Poésie



S’adonner à la parole, c’est s’éprendre d’une beauté qui ne pourra jamais passer. Rien n’y prépare que l’hommage rendu à la terre, l’hommage à genoux, celui qui ne s’embarrasse d’aucune cérémonie et refuse toute parade. Sans mots, aurions-nous vraiment vécu ? Sans le cri, sans la fièvre, sans le don, aurions-nous vraiment aimé ?
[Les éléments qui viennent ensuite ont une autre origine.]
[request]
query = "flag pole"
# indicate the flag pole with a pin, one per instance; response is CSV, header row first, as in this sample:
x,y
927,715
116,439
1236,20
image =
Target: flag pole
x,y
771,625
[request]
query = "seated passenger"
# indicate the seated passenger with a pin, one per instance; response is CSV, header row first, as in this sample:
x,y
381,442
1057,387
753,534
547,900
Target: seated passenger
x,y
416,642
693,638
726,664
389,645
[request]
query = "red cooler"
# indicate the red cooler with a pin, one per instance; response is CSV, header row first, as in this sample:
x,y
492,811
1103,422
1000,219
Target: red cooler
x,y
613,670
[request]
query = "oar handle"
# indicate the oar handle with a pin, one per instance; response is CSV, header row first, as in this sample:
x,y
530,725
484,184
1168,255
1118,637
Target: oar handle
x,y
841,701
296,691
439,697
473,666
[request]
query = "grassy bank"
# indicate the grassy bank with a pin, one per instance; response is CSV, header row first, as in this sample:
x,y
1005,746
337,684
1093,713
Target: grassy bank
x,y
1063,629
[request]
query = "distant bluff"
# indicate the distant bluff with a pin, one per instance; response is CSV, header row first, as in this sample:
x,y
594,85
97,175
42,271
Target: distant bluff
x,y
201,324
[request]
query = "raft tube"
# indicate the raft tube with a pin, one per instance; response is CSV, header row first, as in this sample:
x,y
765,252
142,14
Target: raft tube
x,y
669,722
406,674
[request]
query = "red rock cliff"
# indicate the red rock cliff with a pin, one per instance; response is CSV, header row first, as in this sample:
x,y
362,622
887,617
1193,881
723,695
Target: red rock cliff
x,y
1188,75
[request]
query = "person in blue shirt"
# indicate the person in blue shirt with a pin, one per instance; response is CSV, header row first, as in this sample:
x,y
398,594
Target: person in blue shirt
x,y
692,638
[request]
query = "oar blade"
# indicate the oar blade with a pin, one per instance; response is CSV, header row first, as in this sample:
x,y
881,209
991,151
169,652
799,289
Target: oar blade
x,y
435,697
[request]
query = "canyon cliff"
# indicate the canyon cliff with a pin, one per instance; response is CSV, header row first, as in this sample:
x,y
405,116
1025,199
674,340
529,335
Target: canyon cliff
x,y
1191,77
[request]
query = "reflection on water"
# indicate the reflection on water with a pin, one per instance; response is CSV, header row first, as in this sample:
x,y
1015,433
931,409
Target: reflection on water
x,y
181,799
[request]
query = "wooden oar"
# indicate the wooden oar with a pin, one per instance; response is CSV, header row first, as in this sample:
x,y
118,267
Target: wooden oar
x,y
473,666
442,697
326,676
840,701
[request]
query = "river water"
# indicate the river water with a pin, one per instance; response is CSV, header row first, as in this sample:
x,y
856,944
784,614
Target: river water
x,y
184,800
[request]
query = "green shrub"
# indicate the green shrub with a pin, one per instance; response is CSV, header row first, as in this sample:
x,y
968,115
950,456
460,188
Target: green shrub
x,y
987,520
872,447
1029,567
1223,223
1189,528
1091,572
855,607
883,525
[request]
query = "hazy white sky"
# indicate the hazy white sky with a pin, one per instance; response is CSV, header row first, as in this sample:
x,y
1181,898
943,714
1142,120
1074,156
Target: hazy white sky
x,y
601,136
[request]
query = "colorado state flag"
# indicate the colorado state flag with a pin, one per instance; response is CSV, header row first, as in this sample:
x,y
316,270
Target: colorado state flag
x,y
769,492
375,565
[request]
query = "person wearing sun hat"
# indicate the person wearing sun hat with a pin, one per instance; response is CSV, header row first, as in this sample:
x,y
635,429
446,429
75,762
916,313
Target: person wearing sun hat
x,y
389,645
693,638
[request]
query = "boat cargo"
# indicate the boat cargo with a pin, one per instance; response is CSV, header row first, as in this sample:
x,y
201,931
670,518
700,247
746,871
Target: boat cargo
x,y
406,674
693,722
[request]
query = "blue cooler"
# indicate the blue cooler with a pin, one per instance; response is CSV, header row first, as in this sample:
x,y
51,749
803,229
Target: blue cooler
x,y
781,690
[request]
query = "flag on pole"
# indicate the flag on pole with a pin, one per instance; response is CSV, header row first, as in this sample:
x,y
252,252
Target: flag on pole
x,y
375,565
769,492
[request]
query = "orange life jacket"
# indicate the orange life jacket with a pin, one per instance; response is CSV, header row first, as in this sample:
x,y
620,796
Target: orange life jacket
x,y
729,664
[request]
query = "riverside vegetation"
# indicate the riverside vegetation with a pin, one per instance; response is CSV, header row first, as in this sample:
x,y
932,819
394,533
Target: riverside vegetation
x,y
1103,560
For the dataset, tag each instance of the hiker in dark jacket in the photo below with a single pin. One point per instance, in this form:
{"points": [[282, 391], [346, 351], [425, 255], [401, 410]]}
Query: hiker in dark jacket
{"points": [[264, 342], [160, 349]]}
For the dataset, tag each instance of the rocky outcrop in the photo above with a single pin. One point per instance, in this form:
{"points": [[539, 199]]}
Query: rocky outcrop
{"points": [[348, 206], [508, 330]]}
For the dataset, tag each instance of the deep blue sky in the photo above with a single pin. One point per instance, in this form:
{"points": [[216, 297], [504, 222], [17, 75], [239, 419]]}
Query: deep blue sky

La maladie du sensible, qui hante l’homme, attise ses passions. Sa raison y doit tout entière succomber. L’émotion n’éclate que libérée du joug de la pensée. Elle amadoue, elle irrigue, elle submerge l’intelligence. Tout génie ne peut s’évertuer qu’à scruter les jeux qui le charrient au grand large.

Le poème ne répond qu’aux silences de la beauté. Que l’homme se laisse déporter, et ses ressources d’opiniâtreté, de patience, ses puissances mêmes de créativité ne feront qu’endiguer le torrent, embaumer la plaie qui cristallise blanche. Cet homme broyé de contradictions, cet homme suffocant d’indigence, qu’un mot le précède sur son chemin de transhumance !

Tout émoi n’accomplit qu’un instant trop court. Ce qui seul reste, c’est ce qui trépigne, ce qui palpite et cherche coûte que coûte à passer. Et comment cela ne tournerait-il pas au vertige ? Et comment cela ne tournerait-il pas au poème ? La splendeur est enfin ce qui crie quand tout se tait, ce qui dévoile le ciel en dédaignant toute preuve.

La beauté à l’échéance du feu, c’est cette folie qui transcende l’homme dès qu’il s’arrête une simple minute à sentir en lui monter le langage.